Sarcoidosis, a systemic granulomatous syndrome invariably affecting the lung, typically spontaneously remits but in ∼20% of cases progresses with severe lung dysfunction or cardiac and neurologic involvement (complicated sarcoidosis). Unfortunately, current biomarkers fail to distinguish patients with remitting (uncomplicated) sarcoidosis from other fibrotic lung disorders, and fail to identify individuals at risk for complicated sarcoidosis. We utilized genome-wide peripheral blood gene expression analysis to identify a 20-gene sarcoidosis biomarker signature distinguishing sarcoidosis (n = 39) from healthy controls (n = 35, 86% classification accuracy) and which served as a molecular signature for complicated sarcoidosis (n = 17).

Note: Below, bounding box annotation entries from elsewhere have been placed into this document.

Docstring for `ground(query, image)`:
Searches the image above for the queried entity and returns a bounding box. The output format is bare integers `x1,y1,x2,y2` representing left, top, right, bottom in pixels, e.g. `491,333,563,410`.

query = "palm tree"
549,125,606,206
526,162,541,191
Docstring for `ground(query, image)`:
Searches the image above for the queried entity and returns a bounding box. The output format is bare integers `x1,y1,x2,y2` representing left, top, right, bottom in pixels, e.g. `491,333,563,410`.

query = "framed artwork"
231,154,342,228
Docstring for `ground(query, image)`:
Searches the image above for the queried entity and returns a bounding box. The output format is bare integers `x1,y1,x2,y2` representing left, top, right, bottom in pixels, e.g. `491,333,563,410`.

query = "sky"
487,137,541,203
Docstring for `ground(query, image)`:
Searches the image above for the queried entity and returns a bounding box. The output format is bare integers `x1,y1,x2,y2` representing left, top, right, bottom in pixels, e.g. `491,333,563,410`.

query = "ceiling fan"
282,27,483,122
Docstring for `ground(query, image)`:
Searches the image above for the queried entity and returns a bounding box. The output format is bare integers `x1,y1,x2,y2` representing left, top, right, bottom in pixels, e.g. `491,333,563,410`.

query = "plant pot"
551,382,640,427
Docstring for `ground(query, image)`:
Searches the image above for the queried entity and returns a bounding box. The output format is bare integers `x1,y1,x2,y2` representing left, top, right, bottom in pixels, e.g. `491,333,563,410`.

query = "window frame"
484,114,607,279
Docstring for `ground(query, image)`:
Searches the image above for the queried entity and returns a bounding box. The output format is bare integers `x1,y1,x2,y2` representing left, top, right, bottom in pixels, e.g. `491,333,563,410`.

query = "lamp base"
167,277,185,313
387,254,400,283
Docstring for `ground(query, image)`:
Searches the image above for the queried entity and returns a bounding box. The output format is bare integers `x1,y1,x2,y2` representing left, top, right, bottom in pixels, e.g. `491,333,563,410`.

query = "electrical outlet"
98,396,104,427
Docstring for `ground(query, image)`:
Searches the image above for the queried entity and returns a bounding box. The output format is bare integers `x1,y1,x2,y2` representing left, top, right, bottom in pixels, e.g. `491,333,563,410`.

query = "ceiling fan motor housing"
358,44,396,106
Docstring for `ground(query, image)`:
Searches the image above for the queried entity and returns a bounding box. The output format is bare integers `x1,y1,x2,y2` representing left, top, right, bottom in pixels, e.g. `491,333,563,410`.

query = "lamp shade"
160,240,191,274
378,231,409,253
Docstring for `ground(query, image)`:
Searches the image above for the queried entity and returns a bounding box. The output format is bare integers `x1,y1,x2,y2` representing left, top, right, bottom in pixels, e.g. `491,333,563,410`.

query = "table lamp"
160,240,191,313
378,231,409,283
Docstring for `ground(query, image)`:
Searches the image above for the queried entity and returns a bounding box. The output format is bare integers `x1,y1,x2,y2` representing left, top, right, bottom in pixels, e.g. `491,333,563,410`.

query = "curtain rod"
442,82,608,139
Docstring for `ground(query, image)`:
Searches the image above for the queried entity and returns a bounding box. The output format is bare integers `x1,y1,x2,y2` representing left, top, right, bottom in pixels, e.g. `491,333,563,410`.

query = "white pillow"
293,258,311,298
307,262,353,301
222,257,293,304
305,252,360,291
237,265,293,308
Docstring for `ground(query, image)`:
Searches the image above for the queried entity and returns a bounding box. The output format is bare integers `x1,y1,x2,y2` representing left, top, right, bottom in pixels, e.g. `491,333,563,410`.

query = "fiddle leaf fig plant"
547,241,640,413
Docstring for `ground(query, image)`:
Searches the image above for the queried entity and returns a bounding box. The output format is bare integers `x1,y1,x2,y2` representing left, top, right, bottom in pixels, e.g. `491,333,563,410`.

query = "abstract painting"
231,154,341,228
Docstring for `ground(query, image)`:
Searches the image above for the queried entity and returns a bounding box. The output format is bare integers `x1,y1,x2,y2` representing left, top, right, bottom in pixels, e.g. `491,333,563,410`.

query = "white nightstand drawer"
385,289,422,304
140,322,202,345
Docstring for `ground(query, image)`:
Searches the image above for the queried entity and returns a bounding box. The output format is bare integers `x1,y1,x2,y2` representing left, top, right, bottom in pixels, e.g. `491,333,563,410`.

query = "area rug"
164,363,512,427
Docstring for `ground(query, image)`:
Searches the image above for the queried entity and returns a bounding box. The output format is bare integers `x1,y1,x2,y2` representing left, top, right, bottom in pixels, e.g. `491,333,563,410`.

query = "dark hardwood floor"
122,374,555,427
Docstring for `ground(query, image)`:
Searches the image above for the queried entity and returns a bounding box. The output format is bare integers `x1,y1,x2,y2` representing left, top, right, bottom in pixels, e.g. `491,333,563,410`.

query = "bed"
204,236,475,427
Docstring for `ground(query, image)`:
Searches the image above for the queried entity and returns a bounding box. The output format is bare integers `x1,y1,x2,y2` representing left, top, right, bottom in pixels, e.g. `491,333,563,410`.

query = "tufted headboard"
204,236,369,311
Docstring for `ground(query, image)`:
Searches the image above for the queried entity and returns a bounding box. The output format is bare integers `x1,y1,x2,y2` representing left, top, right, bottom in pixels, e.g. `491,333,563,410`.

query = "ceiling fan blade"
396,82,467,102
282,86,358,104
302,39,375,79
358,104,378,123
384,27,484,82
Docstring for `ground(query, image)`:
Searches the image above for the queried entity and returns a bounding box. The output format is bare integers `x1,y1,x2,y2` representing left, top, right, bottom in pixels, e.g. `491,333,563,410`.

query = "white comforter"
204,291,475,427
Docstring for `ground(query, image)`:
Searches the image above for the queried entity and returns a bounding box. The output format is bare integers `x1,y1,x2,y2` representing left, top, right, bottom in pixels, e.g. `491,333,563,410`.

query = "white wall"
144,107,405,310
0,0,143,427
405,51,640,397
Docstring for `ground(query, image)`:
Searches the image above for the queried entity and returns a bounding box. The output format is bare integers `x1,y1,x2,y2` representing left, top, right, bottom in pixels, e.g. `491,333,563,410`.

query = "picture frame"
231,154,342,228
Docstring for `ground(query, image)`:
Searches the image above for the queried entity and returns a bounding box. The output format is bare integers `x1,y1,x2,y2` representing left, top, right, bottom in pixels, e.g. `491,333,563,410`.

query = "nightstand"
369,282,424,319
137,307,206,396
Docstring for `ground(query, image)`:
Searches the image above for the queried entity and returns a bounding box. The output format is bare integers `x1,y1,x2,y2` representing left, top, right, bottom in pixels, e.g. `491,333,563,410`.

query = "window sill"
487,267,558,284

As aberrancies in T cell receptor (TCR) signaling, JAK-STAT (JS) signaling, and cytokine-cytokine receptor (CCR) signaling are implicated in sarcoidosis pathogenesis, a 31-gene signature comprised of T cell signaling pathway genes associated with sarcoidosis (TCR/JS/CCR) was compared to the unbiased 20-gene biomarker signature but proved inferior in prediction accuracy in distinguishing complicated from uncomplicated sarcoidosis. Additional validation strategies included significant association of single nucleotide polymorphisms (SNPs) in signature genes with sarcoidosis susceptibility and severity (unbiased signature genes - CX3CR1, FKBP1A, NOG, RBM12B, SENS3, TSHZ2; T cell/JAK-STAT pathway genes such as AKT3, CBLB, DLG1, IFNG, IL2RA, IL7R, ITK, JUN, MALT1, NFATC2, PLCG1, SPRED1). In summary, this validated peripheral blood molecular gene signature appears to be a valuable biomarker in identifying cases with sarcoidoisis and predicting risk for complicated sarcoidosis.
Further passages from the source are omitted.